Search code examples
rggplot2heatmapggmap

Density Heatmap - odd scale and display issues, I think?


I am attempting to do some mapping of arrest-related data in Los Angeles (using this dataset: https://data.lacity.org/A-Safe-City/Arrest-Data-from-2010-to-Present/yru6-6re4).

When I run the code as shown below, I get the following error:

Warning message: Removed 11,578 rows containing non-finite values (stat_density2d). 

So, that means out of 11,808 data points, only 230 are showing on the map. This seems reasonable, considering I'm zooming in on the two or three-block radius around the LA Coliseum only. This means, in 2017, there were 230 arrests in this area.
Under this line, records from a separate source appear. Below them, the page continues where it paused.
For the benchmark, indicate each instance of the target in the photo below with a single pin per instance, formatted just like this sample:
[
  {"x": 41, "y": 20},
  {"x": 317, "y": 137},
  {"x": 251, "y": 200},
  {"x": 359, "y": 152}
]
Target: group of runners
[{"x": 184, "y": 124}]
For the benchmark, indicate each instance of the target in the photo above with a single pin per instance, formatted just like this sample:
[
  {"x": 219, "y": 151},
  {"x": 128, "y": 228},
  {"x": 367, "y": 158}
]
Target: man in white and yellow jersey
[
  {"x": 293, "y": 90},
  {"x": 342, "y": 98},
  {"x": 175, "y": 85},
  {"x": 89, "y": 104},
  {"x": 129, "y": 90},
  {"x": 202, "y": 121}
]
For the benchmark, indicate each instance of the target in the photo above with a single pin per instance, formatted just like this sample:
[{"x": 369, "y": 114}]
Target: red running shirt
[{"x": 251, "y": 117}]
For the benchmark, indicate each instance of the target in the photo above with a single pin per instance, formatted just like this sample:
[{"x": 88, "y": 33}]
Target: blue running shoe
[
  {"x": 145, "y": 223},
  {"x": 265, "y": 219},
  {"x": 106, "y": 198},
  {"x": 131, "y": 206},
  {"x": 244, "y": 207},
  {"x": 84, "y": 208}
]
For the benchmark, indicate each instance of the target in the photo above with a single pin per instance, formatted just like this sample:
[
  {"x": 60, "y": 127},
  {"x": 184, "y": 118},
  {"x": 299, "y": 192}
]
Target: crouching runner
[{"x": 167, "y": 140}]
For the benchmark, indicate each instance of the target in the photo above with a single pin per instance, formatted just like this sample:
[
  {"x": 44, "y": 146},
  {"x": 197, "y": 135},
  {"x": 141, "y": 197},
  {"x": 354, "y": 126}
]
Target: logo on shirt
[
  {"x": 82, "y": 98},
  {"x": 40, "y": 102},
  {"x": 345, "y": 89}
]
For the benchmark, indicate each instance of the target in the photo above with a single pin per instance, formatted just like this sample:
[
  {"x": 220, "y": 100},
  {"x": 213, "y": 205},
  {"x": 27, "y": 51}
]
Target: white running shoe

OK.

But, when I map it, I get a density scale running from 500 all the way up to 2,500 (as seen below).

Here is a tibble of the location2017.df:

> as_tibble(location2017.df)
# A tibble: 11,808 x 3
     lon   lat Frequency
   <dbl> <dbl>     <int>
 1 -118.  33.7         5
 2 -118.  33.7         2
 3 -118.  33.7         1
 4 -118.  33.7         1
 5 -118.  33.7         4
 6 -118.  33.7         2
 7 -118.  33.7         2
 8 -118.  33.7         1
 9 -118.  33.7         1
10 -118.  33.7         4
# … with 11,798 more rows

Here is the code I'm using to set everything up.


And here is the plot output:

enter image description here

As you can see, it is quite "washed out" ... it just seems odd to me that there is a purple hue over the whole map based on an assumed 238 total arrests. As well, the density chart is strange ... why is it going from 500 to 2,500 when there is a limited number of arrests?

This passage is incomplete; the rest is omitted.